Pero esta desencarnación de nuestra cultura no logra reprimir el deseo de recuperar la condición encarnada del hombre. El hombre de los «no-lugares» (Marc Augé) se pregunta si es posible regresar a un lugar significativo para la identidad propia, que pueda ser considerado hogar. ¿Y no pasa esto por la recuperación del cuerpo como lugar originario de presencia y acción entre las cosas? Por eso el cuerpo, el gran negado, es en realidad el gran buscado.
Es aquí donde preguntamos si la centralidad de la carne en el cristianismo podría ayudar al hombre de hoy. ¿Desean realmente los hombres de nuestro tiempo que la Iglesia secunde los esfuerzos desencarnadores del presente, o más bien que devolvamos la esperanza de una posible «redención de nuestro cuerpo» (Rom 8,23)? Esta última vía se corresponde con el centro de la mirada cristiana, para la cual la carne es quicio salvífico, como vamos a ver enseguida.
♦ 3. Visión del hombre desde Cristo, visión del hombre desde la carne
El centro de la visión cristiana del hombre lo constituye su ser «imagen de Dios» (Gen 1,26-27). Desde Cristo, Hijo de Dios, la fe cristiana ha entendido la imago Dei de modo relacional y filial. El hombre es aquel ser que en el mundo puede responder libremente a la llamada de Dios. Por eso a la imagen de Dios pertenece la capacidad humana de libertad y conocimiento, entendidas desde la respuesta a la llamada y al conocer de Dios.

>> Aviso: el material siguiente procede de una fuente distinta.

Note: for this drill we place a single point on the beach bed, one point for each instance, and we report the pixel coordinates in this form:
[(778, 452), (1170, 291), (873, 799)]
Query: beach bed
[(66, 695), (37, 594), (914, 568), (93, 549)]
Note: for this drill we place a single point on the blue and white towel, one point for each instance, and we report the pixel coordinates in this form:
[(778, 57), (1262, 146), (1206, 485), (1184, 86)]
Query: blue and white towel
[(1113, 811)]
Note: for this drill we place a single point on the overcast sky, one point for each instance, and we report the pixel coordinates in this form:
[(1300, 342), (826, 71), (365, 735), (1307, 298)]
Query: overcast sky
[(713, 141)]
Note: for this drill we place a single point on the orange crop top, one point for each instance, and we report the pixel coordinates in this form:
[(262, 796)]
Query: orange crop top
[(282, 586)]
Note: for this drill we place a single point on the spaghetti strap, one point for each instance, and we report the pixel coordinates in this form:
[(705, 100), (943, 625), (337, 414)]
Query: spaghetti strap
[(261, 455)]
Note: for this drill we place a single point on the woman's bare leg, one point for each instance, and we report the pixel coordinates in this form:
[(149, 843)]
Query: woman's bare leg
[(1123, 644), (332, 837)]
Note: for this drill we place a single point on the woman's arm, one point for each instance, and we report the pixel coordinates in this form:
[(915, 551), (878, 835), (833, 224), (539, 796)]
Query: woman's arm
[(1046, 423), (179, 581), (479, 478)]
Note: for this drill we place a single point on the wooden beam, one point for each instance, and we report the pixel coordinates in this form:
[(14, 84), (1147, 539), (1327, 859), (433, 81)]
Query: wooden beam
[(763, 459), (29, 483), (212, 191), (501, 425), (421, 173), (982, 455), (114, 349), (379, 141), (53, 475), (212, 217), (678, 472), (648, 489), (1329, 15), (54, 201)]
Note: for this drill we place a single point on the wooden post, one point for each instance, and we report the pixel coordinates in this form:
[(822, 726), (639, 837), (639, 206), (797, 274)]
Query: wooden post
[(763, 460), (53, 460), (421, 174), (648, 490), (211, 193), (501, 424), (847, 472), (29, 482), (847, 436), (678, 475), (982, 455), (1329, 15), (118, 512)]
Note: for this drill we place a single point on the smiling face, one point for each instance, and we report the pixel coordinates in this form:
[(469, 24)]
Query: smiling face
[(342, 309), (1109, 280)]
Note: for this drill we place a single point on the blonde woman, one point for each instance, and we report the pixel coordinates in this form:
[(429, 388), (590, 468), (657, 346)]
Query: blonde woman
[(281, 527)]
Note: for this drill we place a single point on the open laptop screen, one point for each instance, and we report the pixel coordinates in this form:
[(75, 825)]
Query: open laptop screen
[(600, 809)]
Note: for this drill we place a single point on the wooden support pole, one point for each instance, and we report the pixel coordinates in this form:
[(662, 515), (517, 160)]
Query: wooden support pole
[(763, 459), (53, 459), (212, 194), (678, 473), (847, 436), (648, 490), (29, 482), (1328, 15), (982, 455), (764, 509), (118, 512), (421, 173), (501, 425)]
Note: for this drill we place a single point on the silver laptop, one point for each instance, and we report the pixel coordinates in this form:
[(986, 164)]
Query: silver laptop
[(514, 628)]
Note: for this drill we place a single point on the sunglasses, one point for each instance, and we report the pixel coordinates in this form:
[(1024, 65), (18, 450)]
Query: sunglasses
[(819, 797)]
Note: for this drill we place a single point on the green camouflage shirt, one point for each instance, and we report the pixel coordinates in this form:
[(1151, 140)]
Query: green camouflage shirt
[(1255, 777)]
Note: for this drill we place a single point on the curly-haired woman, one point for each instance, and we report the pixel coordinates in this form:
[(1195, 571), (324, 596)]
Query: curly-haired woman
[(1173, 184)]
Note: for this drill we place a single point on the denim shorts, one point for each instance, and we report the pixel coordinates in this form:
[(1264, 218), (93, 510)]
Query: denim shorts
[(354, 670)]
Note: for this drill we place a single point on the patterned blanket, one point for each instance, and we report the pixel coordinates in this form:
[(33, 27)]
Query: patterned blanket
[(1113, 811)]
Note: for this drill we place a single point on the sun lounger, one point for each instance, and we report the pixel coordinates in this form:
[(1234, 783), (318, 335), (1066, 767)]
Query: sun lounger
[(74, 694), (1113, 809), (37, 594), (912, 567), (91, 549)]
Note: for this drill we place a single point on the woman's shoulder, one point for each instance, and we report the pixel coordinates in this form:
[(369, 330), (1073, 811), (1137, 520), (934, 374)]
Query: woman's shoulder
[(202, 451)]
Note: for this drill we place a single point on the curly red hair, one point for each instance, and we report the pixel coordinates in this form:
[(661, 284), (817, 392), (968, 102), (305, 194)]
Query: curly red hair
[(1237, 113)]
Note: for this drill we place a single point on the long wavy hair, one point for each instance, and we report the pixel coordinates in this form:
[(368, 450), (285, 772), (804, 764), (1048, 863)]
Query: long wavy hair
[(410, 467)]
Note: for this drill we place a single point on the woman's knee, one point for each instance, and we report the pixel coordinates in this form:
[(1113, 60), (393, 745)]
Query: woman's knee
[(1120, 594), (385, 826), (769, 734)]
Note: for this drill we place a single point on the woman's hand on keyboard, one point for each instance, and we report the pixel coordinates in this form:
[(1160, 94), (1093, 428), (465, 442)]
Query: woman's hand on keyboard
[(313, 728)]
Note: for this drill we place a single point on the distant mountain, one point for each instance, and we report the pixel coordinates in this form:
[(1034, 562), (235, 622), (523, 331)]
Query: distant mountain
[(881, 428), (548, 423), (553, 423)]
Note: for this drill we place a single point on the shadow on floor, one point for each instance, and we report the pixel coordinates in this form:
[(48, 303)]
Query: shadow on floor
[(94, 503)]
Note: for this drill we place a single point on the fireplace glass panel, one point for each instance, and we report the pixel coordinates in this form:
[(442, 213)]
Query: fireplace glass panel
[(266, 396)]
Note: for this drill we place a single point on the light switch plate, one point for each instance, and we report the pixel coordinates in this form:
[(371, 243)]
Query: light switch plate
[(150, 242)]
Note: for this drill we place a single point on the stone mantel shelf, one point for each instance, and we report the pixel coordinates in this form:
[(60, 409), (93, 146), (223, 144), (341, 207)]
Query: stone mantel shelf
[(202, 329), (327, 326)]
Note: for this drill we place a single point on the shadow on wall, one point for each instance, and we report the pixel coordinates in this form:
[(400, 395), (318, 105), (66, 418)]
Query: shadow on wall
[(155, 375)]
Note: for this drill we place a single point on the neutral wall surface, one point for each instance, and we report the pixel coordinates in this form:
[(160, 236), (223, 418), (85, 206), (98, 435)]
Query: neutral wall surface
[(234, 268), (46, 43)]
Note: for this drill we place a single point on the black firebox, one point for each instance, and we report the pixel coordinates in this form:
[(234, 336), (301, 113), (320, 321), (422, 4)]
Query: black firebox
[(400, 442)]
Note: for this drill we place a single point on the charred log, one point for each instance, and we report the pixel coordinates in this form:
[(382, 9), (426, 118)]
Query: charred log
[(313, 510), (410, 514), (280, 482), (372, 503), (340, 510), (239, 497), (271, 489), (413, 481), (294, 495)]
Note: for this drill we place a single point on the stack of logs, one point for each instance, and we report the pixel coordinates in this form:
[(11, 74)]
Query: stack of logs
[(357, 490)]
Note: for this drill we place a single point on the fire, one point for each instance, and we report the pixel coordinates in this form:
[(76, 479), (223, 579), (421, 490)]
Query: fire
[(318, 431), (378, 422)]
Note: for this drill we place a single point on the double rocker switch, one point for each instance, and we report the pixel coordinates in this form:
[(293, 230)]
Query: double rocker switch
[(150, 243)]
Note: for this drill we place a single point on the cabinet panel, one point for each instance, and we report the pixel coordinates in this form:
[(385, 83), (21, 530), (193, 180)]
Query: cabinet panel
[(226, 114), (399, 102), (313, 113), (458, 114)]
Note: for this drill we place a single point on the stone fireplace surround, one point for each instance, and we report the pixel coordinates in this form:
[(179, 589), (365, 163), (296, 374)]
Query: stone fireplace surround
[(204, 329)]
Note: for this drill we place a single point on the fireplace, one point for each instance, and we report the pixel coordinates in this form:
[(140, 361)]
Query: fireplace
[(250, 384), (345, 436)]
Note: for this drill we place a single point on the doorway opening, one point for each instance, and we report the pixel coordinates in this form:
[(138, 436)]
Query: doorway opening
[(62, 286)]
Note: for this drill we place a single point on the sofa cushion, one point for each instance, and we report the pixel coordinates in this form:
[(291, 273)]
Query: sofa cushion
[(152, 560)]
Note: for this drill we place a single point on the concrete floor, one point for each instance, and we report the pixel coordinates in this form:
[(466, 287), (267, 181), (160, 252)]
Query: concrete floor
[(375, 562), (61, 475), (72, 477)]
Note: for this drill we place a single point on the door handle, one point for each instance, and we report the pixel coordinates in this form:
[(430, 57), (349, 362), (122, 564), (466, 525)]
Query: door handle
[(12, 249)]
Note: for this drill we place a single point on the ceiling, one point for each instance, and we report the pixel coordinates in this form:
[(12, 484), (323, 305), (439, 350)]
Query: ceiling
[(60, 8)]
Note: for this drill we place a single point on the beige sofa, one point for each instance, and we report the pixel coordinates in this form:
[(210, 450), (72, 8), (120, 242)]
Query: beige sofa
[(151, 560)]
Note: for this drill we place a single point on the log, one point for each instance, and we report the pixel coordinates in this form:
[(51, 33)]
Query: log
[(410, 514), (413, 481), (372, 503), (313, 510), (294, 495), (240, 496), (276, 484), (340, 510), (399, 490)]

Ahora bien, junto a la pregunta por el contenido de dicha «imagen de Dios» la revelación cristiana ha preguntado también «dónde» se da dicha imagen y cuáles son los tiempos (el «cuándo») por los que esta imagen se realiza. La pregunta concuerda con la novedad en la visión del hombre hoy. Pues esta novedad no resulta tan evidente cuando se pregunta «qué es el post-hombre», sino cuando se pregunta por el dónde y cuándo de dicho «post-hombre», es decir: fuera del cuerpo y al margen de los tiempos generativos propios del cuerpo.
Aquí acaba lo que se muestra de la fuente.